Wikipedia tells me the Easter Bunny probably originated in Germany, and was introduced to the US by German settlers who came to Pennsylvania. This doesn't really explain why people thought an egg-carrying rabbit should be associated with Christ's resurrection in the first place, but I suppose his true origin lies in a murky undocumented zone of pagan practices and folklore survivals.
I don't think the English who settled around here paid much attention to rabbits or hares, but the local Algonquians sure did. Roger Williams noticed his 17th century Narragansett neighbors treated rabbits very well, and wrote: "They have a reverend esteem of this creature, and conceive there is some deitie in it." The Ojibwa, who lived west beyond New England counted Nanabozho, the Great Rabbit, as one of their chief gods.
The Algonquians who lived in northern New England had mixed feelings about hares. Last year I wrote about the Great White Hare, who presides over the souls of the dead on a frozen mountain. He's like the Easter Bunny's evil twin! But even the typical, non-supernatural white hare was associated with blizzards. The Penobscot said hares sat in their holes and counted snowflakes, excreting a pellet each time a flake fell. That's a lot of poop!
But there are multiple species of rabbits and hares in Maine, and the rabbit (as opposed to the northern hare) was a humorous trickster character in many Penobscot stories. He's a little bit Bugs Bunny, a little bit Charles Manson. One tale that's strangely relevant for Easter begins when Rabbit pointlessly kills the children of the Fisher while he's away. When the Fisher finds out what Rabbit has done, he pursues him through the forest and swamps, intent on revenge.
The chase goes on for days. Finally, exhausted from running, Rabbit finds himself on the steps of a small church with the Fisher closing in. He knows he can't win a fair fight against the Fisher, so he uses trickery. He transforms himself into a Catholic priest. (Note: this story was collected in the 1930s, long after the Penobscot had converted to Catholicism.)

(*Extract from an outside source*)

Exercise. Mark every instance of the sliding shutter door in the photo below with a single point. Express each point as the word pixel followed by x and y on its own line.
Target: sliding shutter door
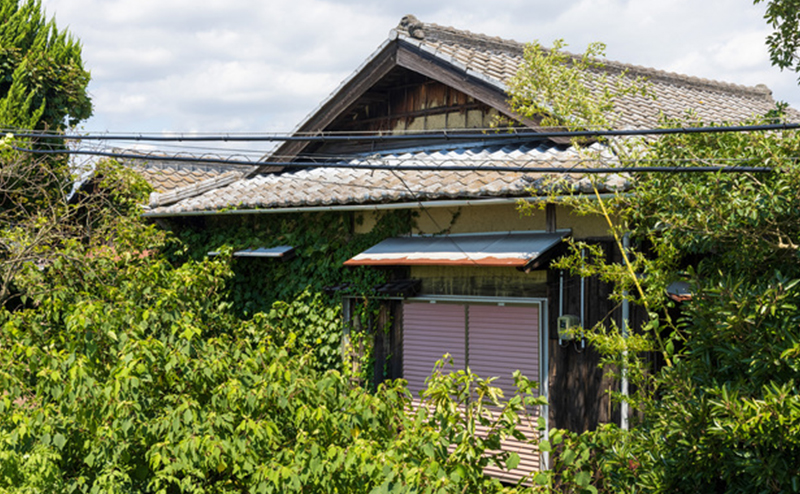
pixel 503 339
pixel 430 331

"Come on into the church, my son", he says to the Fisher, "and tell me your problems." The Fisher comes in, and tells the priest how his children were savagely murdered, and how he wants to rip Rabbit into pieces and eat him alive. "Oh, that's terrible", Rabbit the priest says. "Have some of this red wine - it will make you feel better. Have some of this bread, too."
The Fisher drinks the wine and eats the bread, and then eats some more. Rabbit the priest gives him even more, and more, until the Fisher falls asleep drunk. Rabbit takes this chance to turn back into animal form, and runs off. When the Fisher wakes up he realizes he's been tricked, and starts pursuing Rabbit again. And according to the story, they're chasing each other still.
There you go. Rabbits, wine and the eucharist all in one New England folk tale. Happy Easter!
(The story about Rabbit and Fisher is from Frank Speck's 1935 article on Penobscot religious beliefs.)